Mixture-of-Experts (MoE) architectures decompose prediction tasks into specialized expert sub-networks selected by a gating mechanism. This letter adopts a communication-theoretic view of MoE gating, modeling the gate as a stochastic channel operating under a finite information rate. Within an information-theoretic learning framework, we specialize a mutual-information generalization bound and develop a rate-distortion characterization $D(R_g)$ of finite-rate gating, where $R_g:=I(X; T)$, yielding (under a standard empirical rate-distortion optimality condition) $\mathbb{E}[R(W)] \le D(R_g)+δ_m+\sqrt{(2/m)\, I(S; W)}$. The analysis yields capacity-aware limits for communication-constrained MoE systems, and numerical simulations on synthetic multi-expert models empirically confirm the predicted trade-offs between gating rate, expressivity, and generalization.

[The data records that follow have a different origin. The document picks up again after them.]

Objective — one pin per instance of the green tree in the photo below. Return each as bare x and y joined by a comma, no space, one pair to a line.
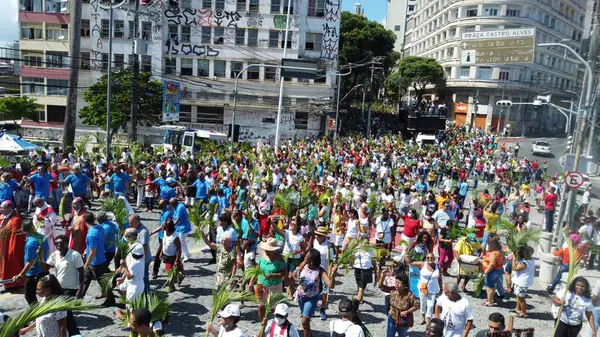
420,72
19,107
150,101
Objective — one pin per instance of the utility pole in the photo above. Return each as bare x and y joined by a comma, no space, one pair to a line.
133,118
71,109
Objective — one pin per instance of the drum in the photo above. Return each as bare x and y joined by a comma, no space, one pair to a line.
469,266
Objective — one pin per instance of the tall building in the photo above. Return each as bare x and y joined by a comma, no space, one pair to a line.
435,31
204,44
44,47
397,18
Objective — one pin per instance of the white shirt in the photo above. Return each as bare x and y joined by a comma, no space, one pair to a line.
65,268
455,315
346,327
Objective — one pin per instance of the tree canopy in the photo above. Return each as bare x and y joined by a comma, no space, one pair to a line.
150,101
419,72
19,107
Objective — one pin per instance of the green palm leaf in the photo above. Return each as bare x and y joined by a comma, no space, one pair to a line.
60,303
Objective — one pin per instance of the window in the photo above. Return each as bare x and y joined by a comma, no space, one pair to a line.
275,6
471,12
253,73
253,37
513,12
220,69
203,68
57,59
84,61
484,73
187,67
85,28
236,68
56,87
31,31
219,34
240,36
186,33
173,32
104,28
131,33
241,5
270,73
313,41
147,63
146,30
301,120
57,31
254,6
32,85
185,113
316,8
210,115
273,39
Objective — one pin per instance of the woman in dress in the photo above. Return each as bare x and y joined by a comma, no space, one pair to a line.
53,324
576,302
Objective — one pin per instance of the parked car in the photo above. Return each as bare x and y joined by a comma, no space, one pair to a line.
540,147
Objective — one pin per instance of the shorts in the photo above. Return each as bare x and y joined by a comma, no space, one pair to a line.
308,305
520,291
337,239
363,277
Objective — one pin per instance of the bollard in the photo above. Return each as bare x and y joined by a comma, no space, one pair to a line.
548,267
546,242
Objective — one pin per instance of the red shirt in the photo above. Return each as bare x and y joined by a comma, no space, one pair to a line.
550,200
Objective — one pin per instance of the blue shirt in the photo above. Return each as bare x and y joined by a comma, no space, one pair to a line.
41,184
7,190
201,188
120,182
164,216
167,192
183,226
31,246
95,239
111,233
78,182
248,234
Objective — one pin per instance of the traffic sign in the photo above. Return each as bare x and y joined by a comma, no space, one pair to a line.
498,47
574,179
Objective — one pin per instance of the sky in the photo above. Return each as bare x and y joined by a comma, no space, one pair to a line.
374,10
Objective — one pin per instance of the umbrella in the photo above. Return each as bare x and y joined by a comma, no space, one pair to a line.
12,143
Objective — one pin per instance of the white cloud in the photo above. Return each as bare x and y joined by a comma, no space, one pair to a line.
9,16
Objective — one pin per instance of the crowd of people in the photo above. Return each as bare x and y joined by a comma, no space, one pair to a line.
397,212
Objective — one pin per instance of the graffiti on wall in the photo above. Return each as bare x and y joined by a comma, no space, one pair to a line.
330,30
97,43
177,48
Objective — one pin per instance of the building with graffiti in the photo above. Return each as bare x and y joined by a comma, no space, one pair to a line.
205,44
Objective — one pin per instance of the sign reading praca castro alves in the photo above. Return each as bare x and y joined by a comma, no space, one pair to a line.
498,46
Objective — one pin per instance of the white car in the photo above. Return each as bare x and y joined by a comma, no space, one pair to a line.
540,147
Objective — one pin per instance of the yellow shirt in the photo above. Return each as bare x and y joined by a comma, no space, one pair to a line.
492,221
462,247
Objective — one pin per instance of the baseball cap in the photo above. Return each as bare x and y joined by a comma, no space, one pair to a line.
282,309
230,310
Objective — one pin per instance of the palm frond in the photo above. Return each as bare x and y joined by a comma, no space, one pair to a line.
60,303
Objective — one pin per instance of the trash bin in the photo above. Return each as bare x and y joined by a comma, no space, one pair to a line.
548,267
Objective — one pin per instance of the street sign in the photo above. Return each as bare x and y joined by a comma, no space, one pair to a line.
574,179
498,46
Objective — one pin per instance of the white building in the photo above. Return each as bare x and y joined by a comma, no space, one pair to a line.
397,18
435,31
204,43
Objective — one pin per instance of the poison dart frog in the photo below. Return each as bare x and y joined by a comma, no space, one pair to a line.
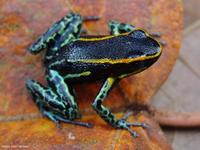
71,58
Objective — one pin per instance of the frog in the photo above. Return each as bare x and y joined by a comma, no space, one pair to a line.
71,58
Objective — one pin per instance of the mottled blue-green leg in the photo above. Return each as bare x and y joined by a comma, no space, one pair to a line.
105,112
118,28
70,25
57,103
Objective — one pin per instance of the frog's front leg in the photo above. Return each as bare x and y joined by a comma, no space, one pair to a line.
105,112
56,102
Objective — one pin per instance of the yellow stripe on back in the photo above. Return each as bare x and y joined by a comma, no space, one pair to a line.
115,61
102,38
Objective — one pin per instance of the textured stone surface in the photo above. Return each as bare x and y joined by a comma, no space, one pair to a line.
21,22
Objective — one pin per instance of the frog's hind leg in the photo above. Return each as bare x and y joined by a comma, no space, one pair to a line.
118,28
68,27
57,102
108,116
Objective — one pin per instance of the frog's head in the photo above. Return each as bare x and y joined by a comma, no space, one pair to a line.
145,49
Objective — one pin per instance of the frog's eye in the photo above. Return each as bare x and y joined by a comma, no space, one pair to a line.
139,34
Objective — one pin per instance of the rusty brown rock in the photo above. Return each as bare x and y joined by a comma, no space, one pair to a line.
21,22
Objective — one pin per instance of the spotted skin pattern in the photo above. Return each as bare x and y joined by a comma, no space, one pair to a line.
57,101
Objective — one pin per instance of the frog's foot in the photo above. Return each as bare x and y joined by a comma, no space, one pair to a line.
55,106
56,119
123,124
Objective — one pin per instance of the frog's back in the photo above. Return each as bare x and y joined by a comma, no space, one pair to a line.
104,57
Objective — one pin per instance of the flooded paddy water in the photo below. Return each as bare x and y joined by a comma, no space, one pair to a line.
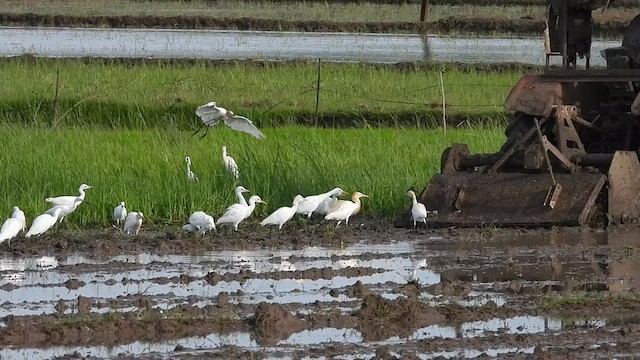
399,293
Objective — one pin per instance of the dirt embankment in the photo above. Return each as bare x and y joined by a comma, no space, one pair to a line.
611,27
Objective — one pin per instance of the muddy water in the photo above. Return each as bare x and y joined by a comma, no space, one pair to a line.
498,270
266,45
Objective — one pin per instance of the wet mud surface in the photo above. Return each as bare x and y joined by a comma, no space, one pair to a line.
606,26
368,291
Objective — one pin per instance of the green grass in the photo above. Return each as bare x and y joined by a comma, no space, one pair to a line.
146,168
139,95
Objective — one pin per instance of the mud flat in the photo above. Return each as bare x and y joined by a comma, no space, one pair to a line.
365,292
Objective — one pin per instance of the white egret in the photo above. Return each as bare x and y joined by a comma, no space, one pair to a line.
71,199
344,209
210,114
12,226
283,214
119,213
43,222
418,210
230,163
133,222
200,222
239,191
65,209
311,203
190,174
238,212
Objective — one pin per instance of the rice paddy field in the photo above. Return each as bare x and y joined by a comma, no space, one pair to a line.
369,290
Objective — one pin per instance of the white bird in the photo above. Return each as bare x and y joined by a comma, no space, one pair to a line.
238,212
344,209
239,191
283,214
230,163
65,209
43,222
119,213
200,222
133,222
312,202
12,226
190,174
71,199
210,114
418,210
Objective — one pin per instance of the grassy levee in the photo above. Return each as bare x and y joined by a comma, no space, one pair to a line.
146,168
140,95
125,128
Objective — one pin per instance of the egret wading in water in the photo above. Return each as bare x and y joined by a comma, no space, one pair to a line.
418,210
230,163
12,226
133,222
200,222
344,209
70,199
190,174
283,214
236,213
210,114
311,203
119,214
43,222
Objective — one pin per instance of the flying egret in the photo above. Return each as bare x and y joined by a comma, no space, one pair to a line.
200,222
133,222
119,213
190,174
71,199
65,209
418,210
311,203
238,212
283,214
230,163
210,114
43,222
12,226
344,209
239,191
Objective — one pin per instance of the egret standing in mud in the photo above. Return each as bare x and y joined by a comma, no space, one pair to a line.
190,174
311,203
283,214
344,209
133,222
230,163
418,210
200,222
236,213
69,200
210,114
43,222
119,214
12,226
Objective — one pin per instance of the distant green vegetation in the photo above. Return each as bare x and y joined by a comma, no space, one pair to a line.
146,168
142,95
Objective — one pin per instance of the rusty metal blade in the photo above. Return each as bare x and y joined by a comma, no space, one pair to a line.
510,199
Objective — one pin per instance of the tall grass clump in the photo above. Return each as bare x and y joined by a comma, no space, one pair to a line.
161,94
146,168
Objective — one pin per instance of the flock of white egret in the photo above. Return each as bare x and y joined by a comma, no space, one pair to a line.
326,204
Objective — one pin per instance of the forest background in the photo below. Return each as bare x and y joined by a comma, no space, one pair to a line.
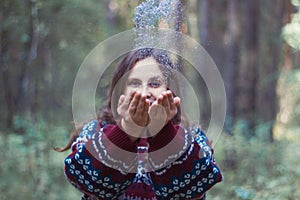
254,43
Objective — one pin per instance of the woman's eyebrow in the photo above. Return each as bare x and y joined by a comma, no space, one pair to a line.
156,77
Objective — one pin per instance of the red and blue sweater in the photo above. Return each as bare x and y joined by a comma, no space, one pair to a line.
104,162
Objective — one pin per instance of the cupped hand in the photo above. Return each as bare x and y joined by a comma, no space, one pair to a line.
162,111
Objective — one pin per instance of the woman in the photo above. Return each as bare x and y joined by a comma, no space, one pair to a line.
137,149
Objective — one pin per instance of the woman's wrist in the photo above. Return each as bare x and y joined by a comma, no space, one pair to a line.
133,130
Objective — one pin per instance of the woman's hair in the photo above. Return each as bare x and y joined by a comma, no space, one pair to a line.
106,115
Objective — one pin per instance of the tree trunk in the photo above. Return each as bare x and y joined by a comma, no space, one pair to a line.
232,60
6,76
205,33
246,96
26,86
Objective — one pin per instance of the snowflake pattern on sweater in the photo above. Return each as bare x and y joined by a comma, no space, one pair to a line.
93,168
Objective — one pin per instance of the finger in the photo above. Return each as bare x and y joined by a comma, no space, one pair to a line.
176,101
141,105
134,103
166,103
159,100
170,100
121,100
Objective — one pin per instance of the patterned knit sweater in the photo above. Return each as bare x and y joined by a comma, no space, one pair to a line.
104,163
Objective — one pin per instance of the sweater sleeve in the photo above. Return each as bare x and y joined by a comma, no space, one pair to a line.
189,174
86,168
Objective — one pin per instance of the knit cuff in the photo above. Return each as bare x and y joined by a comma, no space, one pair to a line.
118,137
163,138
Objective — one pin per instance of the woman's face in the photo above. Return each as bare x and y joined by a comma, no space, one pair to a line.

翻译：专家混合（MoE）架构通过门控机制选择专用专家子网络来分解预测任务。本文从通信理论视角研究MoE门控机制，将门控建模为有限信息速率下的随机信道。在信息论学习框架内，我们推导出互信息泛化界的特例，并建立了有限速率门控的率失真表征 $D(R_g)$，其中 $R_g:=I(X; T)$，在标准经验率失真最优性条件下得到 $\mathbb{E}[R(W)] \le D(R_g)+δ_m+\sqrt{(2/m)\, I(S; W)}$。该分析揭示了通信受限MoE系统的容量感知极限，基于合成多专家模型的数值仿真从经验上证实了门控速率、表达力与泛化能力之间的理论权衡关系。